Nicole Leininger is the director for Tiny Tigers Child Care. She is originally from Pelican Rapids, graduating from high school there.

She went on to graduate from Minnesota State University Moorhead majoring in early elementary education. She has taught Head Start for the past 11 years in Fergus Falls and then Moorhead.

Leininger lives in rural Rothsay with her husband, Aaron, and their two children Kalli, eight and Kody, six. Both children attend Rothsay Public School.

A teacher and an aid are required for each age groups.

The childcare is opened Monday through Friday from 6:45 a.m. to 5:45 p.m. They close only when I-94 closes. Even if there is no school for the day Tiny Tigers will still operate.

Parents are given a card key which they can use to enter the side door nearest the ground floor childcare room. That way they can enter the building when it is otherwise locked.

The play room with child size tables and chairs has a bank of windows allowing for natural lighting. The room boasts toys, books and puzzles to stimulate young minds.

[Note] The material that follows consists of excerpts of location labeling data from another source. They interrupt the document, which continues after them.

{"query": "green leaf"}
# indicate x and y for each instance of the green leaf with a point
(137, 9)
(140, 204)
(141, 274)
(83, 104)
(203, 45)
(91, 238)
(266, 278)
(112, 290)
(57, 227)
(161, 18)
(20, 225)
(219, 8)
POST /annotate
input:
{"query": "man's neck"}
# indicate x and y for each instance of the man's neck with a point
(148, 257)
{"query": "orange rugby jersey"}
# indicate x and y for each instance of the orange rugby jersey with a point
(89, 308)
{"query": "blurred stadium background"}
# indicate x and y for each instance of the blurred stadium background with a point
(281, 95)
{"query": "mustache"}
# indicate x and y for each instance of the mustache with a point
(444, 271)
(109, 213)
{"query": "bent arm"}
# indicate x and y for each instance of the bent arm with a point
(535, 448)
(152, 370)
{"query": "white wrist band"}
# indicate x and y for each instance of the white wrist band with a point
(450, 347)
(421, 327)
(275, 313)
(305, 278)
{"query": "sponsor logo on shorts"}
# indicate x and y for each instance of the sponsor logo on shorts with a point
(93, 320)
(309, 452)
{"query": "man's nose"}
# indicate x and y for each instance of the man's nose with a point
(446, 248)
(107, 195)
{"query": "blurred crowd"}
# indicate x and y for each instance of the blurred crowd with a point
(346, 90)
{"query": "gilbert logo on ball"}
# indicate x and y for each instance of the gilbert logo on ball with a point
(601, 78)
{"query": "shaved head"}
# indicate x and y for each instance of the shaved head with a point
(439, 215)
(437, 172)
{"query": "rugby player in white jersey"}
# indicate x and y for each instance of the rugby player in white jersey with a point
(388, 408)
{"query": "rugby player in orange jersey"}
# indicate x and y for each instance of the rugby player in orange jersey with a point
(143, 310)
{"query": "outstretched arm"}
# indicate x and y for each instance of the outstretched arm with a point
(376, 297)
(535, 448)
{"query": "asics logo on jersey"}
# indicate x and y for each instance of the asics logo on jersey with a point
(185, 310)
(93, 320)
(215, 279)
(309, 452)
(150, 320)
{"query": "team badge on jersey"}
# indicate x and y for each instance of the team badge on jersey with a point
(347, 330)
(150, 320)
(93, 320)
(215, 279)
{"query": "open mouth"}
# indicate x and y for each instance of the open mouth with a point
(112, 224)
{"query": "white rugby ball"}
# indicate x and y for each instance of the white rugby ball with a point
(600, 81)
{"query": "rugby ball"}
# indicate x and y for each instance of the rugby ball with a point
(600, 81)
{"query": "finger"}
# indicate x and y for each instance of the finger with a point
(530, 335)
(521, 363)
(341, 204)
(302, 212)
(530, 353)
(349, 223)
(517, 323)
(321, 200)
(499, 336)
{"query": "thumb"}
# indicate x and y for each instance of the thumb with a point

A separate room located down the hall at the other end of the building is for napping. There are several cribs, each labeled with a little Tiger’s name, a changing station and rocking chairs.

“The quiet area removed from the playroom allows the children to get restful sleep. A staff member is always stationed in that room during nap times,” commented Leininger.

Flyers were passed out at Back to School Night to advertise the opportunity for this new service. In addition, brochures were distributed to neighboring communities.

There are children from both Fergus Falls and Barnesville who attend the childcare. The proximity to I-94 makes it easy for parents to drop children off on their way to work.

Scholarships are also available to help with childcare tuition for those who need the extra financial assistance.

There are daily rates for both full and half days. Discounts are offered to families who have more than one child attending Tiny Tigers.

Parents are allowed five free sick days to use as they choose. “We really try to accommodate people’s schedules,” said Leininger.

The school received a start-up grant from West Central Initiative (WCI) last spring to support the equipment needed for a licensed infant/toddler facility.

“The grant, in the amount of $37,500, has allowed us to get the program started in the black without having to make the initial investment for equipment and supplies on our own,” said Rothsay Principal Staci Allmaras.

“This was HUGE and a determining factor in how we were able to provide this service for families.”

When school officials began Tiger Cub Club in 2016, they received a few smaller grants that helped with equipment in the three to five year old room.

The sole purpose of the WCI grant is to help centers make the initial investment so they can begin meeting the childcare needs for families.

“The goal for the childcare program as a whole is to be self-sufficient,” continued Allmaras. “We want to keep childcare expenses affordable for families, while not competing with local home providers. We work with our home providers in providing options for families within the community while also wanting to make sure parents have options. There is a great need for infant care in this area, leaving some families without options.”

The program’s primary objectives are to meet the needs of families within and surrounding the Rothsay community.

“We want to provide quality care that is aligned with our PreKindergarten through Third Grade (PK-3) system,” explained Allmaras.

“It’s important for all of our children to receive developmentally appropriate care no matter if they are in our program, with other providers, or at home with parents,” concluded Allmaras.

Minnesota Governor Dayton places a great deal of emphasis on the PK-3 programming.

Rothsay Public School offers many options for parents beginning from their child’s birth to completing 12th grade.